ISO 8601

I am genuinely interested in numbers, and specs. I must be the strange person in other people’s mind, but I am just so excited to see things like numbers. For example:

1. CVC 22651

When travelling in California, I really love the CVC 22651 printed on the TOW AWAY plate, and traced to the following document: http://www.dmv.ca.gov/pubs/vctop/d11/vc22651.htm

2. ISO 8601

The smart guys want to solve a problem of how to represent date across the world (both west and east and both computer or human). So they invented something like:

2012-08-20T13:09:16+08:00

and they call it ISO 8601 format.

3. RFC 2616

Maybe one of the most important RFC. It uses just 4 digits to express that. If you are curious, it is:

Hypertext Transfer Protocol — HTTP/1.1

http://www.ietf.org/rfc/rfc2616.txt

The RFC has been there for 30 years, so I was pretty shocked to know there did exist an RFC 1: http://www.ietf.org/rfc/rfc0001

4. 200030

This is pretty simple: the post code of the area I am moving around. I love the idea of postal code, but the way it is presented in China is not so up-to-date. The postal code of US seems more interesting, for example, 94301, or Singapore, where they assign a post code for every building.

5. Other random numbers

The more universal numbers are most interesting for me. For example, the ISBN numbers (isbn:0375420827 for the Art of travel), the mobile phone numbers (13916146826 for me), or even PNR.

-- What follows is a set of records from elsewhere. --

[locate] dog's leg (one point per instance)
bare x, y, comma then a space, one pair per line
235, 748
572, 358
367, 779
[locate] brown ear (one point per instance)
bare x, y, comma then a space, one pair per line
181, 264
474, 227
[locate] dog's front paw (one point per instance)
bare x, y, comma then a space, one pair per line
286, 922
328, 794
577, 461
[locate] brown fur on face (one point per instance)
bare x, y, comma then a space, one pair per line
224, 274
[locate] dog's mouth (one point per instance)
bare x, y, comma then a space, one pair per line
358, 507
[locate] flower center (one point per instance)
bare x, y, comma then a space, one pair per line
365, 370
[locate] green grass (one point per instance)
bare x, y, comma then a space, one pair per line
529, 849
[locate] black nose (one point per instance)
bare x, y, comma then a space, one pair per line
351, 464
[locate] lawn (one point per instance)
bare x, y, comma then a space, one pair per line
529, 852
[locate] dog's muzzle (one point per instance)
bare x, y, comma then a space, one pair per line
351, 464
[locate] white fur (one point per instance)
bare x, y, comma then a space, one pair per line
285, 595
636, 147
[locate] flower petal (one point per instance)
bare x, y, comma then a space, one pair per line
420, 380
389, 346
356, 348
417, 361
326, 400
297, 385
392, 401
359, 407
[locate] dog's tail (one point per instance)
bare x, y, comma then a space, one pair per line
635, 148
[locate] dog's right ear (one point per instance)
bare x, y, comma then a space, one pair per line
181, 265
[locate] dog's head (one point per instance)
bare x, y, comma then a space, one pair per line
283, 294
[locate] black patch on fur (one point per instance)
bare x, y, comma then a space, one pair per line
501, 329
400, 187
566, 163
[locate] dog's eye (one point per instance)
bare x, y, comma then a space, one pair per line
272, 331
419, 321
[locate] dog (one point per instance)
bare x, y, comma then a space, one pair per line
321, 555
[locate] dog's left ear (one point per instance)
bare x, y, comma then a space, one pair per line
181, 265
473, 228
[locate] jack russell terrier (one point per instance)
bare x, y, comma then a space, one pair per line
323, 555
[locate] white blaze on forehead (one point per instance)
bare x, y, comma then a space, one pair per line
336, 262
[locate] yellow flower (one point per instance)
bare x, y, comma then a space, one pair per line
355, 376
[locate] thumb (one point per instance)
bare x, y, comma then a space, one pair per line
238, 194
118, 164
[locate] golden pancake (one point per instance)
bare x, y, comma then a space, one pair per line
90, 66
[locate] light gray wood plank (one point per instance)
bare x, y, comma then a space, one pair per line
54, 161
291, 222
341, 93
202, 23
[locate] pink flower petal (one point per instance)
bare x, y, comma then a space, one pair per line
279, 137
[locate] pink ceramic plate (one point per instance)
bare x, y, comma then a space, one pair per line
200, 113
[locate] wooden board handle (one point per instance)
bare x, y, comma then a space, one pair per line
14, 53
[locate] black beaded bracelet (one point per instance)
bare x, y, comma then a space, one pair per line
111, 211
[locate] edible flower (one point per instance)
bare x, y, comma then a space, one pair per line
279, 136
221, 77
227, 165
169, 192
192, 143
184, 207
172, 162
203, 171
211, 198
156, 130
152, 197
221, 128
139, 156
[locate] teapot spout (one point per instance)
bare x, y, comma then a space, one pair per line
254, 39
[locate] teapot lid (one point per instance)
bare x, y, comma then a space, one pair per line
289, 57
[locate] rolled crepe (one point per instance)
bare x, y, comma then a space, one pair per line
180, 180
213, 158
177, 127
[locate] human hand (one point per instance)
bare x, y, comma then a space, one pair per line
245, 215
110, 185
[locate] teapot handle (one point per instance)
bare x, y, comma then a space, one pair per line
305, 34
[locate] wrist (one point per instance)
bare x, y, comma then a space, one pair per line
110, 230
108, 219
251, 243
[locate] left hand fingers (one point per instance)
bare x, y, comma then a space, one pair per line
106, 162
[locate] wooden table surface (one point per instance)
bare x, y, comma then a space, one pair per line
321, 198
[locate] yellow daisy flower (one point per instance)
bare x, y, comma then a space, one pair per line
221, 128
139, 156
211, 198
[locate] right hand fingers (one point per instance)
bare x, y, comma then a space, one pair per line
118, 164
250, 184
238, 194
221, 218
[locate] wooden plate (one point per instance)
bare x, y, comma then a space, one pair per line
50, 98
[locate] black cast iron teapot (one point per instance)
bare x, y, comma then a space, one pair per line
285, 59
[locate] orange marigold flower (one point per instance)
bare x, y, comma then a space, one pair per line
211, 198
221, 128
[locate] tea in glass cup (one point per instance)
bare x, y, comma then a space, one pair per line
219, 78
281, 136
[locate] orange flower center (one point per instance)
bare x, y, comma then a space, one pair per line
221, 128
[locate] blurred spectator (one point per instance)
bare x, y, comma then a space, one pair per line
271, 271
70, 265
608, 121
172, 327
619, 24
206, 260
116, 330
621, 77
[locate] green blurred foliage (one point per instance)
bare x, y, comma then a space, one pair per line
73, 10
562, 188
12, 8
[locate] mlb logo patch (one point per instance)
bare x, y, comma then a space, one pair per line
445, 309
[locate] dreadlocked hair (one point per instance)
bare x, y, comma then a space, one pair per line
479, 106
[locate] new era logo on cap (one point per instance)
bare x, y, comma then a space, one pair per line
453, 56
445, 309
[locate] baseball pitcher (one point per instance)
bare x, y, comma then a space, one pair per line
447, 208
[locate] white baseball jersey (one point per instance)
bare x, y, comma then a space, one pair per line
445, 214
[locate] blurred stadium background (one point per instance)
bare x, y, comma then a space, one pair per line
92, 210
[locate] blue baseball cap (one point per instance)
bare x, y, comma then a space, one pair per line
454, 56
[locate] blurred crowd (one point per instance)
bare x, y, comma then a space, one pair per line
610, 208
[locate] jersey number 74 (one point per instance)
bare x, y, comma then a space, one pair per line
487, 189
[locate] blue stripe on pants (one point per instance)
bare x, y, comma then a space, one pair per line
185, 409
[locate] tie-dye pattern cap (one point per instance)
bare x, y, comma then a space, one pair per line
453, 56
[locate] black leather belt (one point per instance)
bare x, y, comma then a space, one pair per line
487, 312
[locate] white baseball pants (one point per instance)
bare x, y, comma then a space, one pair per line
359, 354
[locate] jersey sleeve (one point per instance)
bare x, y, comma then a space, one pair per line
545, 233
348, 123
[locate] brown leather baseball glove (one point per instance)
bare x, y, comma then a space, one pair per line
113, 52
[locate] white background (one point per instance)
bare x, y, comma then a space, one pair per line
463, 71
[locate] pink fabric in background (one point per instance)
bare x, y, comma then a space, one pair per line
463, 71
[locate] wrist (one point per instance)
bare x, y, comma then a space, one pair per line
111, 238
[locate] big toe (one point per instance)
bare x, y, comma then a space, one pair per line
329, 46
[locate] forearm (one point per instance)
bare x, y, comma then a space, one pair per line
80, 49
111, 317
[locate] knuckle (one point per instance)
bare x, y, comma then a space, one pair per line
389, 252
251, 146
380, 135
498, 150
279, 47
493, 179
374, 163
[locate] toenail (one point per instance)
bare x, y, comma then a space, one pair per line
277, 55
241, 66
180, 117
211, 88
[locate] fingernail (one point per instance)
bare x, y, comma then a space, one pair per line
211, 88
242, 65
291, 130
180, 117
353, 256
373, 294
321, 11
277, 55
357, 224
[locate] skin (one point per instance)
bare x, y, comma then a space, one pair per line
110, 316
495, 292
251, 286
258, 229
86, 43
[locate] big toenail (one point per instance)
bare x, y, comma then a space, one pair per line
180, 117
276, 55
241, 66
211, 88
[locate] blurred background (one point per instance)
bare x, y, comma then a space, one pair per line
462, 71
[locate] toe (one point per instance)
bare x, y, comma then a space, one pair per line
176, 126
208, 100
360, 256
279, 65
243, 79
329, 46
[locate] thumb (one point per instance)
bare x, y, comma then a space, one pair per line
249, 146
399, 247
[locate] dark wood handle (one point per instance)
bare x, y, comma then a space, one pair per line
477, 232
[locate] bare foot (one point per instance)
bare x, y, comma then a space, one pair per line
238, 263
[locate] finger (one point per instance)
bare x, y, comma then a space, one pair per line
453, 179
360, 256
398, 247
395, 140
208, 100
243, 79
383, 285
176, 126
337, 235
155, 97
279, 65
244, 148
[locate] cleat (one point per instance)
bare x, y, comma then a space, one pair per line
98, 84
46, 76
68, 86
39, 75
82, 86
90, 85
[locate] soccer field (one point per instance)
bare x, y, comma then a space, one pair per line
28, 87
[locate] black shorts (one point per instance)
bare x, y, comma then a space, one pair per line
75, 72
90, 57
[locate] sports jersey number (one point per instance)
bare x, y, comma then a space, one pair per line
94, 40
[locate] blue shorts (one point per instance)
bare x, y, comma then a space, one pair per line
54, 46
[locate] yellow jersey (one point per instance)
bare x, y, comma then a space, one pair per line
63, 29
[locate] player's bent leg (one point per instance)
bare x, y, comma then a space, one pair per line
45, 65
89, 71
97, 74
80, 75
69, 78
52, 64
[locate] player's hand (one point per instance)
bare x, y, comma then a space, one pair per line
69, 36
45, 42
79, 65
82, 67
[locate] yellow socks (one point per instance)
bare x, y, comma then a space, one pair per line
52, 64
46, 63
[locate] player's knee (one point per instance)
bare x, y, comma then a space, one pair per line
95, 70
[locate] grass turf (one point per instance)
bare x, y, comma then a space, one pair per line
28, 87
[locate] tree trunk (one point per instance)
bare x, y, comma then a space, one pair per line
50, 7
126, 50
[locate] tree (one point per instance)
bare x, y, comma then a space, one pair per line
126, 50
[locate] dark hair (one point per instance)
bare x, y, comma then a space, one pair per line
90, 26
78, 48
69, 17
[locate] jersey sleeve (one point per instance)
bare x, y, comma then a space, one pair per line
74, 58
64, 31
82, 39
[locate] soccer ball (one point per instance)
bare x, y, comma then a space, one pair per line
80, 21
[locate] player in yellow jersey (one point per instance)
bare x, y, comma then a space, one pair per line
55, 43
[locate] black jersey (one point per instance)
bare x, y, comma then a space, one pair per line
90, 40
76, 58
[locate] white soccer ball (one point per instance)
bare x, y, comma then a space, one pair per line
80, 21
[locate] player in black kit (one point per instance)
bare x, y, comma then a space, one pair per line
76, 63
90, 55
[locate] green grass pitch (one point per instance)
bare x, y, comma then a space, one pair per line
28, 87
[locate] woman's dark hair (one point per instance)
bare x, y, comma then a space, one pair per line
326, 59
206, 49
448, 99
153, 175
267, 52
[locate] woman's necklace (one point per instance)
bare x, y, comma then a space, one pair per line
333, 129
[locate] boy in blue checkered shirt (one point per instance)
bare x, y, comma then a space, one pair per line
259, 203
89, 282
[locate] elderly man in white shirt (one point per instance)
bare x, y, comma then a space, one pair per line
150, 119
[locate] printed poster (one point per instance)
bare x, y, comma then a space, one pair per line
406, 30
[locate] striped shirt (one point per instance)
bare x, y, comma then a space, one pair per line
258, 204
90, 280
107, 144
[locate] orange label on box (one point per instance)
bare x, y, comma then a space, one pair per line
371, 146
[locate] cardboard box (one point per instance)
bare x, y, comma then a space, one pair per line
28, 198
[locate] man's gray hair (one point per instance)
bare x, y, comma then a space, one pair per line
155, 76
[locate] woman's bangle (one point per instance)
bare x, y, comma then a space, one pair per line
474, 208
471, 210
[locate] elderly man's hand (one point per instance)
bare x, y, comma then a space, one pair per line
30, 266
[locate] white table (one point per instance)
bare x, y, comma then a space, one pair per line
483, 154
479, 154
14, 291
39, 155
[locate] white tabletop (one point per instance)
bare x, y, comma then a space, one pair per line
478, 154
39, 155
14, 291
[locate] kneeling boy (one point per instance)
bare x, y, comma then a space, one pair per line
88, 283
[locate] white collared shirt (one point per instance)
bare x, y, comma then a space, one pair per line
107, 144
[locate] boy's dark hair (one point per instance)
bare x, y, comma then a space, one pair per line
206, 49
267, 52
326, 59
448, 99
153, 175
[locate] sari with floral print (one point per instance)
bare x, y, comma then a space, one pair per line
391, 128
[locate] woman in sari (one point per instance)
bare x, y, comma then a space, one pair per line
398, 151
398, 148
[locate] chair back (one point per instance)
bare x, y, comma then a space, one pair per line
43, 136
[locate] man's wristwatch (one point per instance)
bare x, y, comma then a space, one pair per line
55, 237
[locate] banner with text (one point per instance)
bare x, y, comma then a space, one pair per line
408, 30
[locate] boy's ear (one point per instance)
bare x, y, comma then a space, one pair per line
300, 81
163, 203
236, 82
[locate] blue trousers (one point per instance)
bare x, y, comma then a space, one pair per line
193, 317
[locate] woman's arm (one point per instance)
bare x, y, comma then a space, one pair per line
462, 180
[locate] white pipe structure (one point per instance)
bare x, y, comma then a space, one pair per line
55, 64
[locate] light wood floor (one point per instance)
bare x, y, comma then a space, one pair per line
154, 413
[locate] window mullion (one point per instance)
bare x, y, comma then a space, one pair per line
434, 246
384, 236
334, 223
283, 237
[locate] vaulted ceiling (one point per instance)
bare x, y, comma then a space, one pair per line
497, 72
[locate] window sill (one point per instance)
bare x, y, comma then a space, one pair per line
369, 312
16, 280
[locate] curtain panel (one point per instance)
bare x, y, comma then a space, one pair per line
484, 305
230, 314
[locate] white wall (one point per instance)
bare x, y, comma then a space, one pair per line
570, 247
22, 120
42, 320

Why I am so interested in these numbers? I am still puzzled and don’t have an answer. Maybe that is the inborn instinct of an engineer?

One thought on “ISO 8601

  1. Miao, Jun

    I’m so happy that I had accidentally found your blog, I’m so impressed by your knowledge. Would you please tell me why your english is so good, how long have you been studied and how to? Do you know any other people’s blog that also very interesting?